Answers and Questions

More progress tonight and more questions than answers.

I started looking at the 'object' data structure used in so much of the code. Byte $00 appears to be the state, and $01-$04 appears to be the (16-bit) object X and Y coordinates. The MSB of the coordinates are copied to the sprite registers. Or so I thought...

Turns out that is true only for the player bullets, thus far at least. The player bombs have different coordinate data AFAICT. This doesn't bode well for the other objects, and it may well be that each object type has its own data structure. Sigh.

One interesting discovery... player bullets are rendered as foreground tiles - not sprites! Each bullet can potentially span 6 tiles, so there is a lengthy process of calculating the foreground video RAM address, and a lookup of tile codes just to render a bullet. The bullet object structure stores the address each time it is rendered, so it can be used to wipe the bullet when it is moved/destroyed.
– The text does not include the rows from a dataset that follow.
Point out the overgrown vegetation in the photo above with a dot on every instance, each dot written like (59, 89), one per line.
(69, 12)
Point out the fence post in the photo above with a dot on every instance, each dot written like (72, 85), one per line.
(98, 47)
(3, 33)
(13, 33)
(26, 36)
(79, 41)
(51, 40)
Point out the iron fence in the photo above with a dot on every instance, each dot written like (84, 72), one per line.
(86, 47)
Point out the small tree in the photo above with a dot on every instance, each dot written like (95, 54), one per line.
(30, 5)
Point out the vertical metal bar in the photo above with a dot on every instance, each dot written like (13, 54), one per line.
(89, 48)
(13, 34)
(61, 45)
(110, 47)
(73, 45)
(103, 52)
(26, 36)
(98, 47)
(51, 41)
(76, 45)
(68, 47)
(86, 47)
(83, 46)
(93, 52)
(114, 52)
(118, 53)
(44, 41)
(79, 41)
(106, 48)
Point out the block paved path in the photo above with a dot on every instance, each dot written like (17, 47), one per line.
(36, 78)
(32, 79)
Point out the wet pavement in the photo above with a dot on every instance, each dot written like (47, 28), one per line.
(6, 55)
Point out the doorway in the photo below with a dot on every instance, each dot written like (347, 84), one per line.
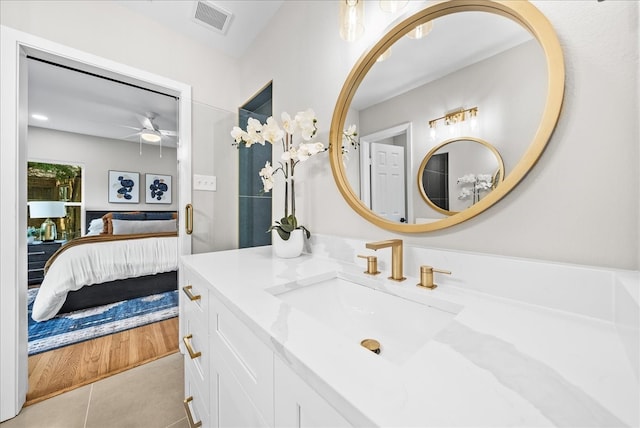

Phew!

And it gets even stranger - it doesn't seem to call these routines in attract mode!?!

More to come...

UPDATE: I was curious about the bullet sprite vs tile issue, so I looked a little further into it...

During attract mode, the bullets are rendered as sprites, using hardware sprites 4-7.

During gameplay, the bullets are rendered as foreground layer tiles.

Here's the kicker though, and this threw me for a bit... when you coin up and start a game, and 'READY' is displayed on the screen - all handled by the 'gameplay' state machine, as opposed to the 'attract mode' state machine - the bullets are also rendered as sprites! As soon as 'READY' disappears, it starts using tiles!

What's more, you can fire (white) bullets when 'READY' is displayed, but as soon as it disappears, so do all the on-screen bullets! And any subsequent bullets fired are pink!!!

Why?

I haven't looked further into it, but I have my theory.

Firstly, during attract mode and when 'READY' appears, there are foreground tiles in the gameplay area (VULGUS title and READY text), so any bullets rendered as tiles would obliterate those graphics. In attract mode, the (sprite) bullets run behind the title and text, and even behind the score at the top of the screen. In gameplay mode, (fg tile) bullets disappear before reaching the score.

Secondly, with (only) 24 hardware sprites, I suspect the game designers wanted to make more use of the sprites for enemies and their bullets? Otherwise - why would you do it??? Presumably (I'll deduce this later) the attract mode gameplay screens are explicitly designed to use less sprites than the game uses at its most difficult!?!